無造作に流した黒髪、切長の目、白い肌に合った薄い水色のシャツに紺のスーツ。
 
 
 『好き!』
 
 そう叫びたいくらい、想いが溢れて苦しい。
 
ただ姿を見ただけなのにこんなに切なくて、ドキドキして、熱くなる。
 
 
「文化祭の準備で浮かれるのもわかりますが、節度は持つように─」
 
 
珍しくおじいちゃんに代わって朝のHRを進める先生の低い声が昨日までよりももっと鮮明に聴こえてくる。

その気怠げな声でさえ今はわたしをときめかせる。

変な感じ。昨日までの自分と同じ人間じゃないみたい。
 


朝のHRが終わるや否や、デスクに座って1時限目の数学の始まりを告げるチャイムが鳴るまで頬杖をついて外を眺める先生を、いつもなら教室内にいることすら気にかけもしないのに、今日はちらちらと目線を送ってしまう。
 
 
 外に何があるのかな。そんなに興味を惹くものがあるのかな。それともただぼーっと見つめてるだけ?何を考えているの?
 

 そう考えていると不意に先生の顔がこちらへ向き、バチリと視線がぶつかる。反射的に顔ごと逸らすと、いつの間にか先生のことをじっと見つめていた自分が恥ずかしくなって顔を赤くした。
 

そうこうしていると一時限目の予鈴が鳴った。


今日に限って、わたしたちのコースを担当してる数学の先生が休みで、藤堂先生が受け持つコースと一緒に授業をすることになっていた。
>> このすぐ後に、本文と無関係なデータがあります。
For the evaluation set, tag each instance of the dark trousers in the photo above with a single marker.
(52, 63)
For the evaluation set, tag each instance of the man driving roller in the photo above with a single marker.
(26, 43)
バタバタと音を立てながらみんなが席につく。わたしも慌てて机の中から数学の教科書とノートを出した。
 
 
ちらり、と様子を伺うようにこっそり先生の方へ視線を向けると、先生は立ち上がってのそのそと教壇に上がっていた。
 
 
 
 授業中も、鼓動が高まるばかりでちっとも集中できない。昨日の今日でどうしてこんなにも世界が違って見るんだろう。
 
恋って不思議。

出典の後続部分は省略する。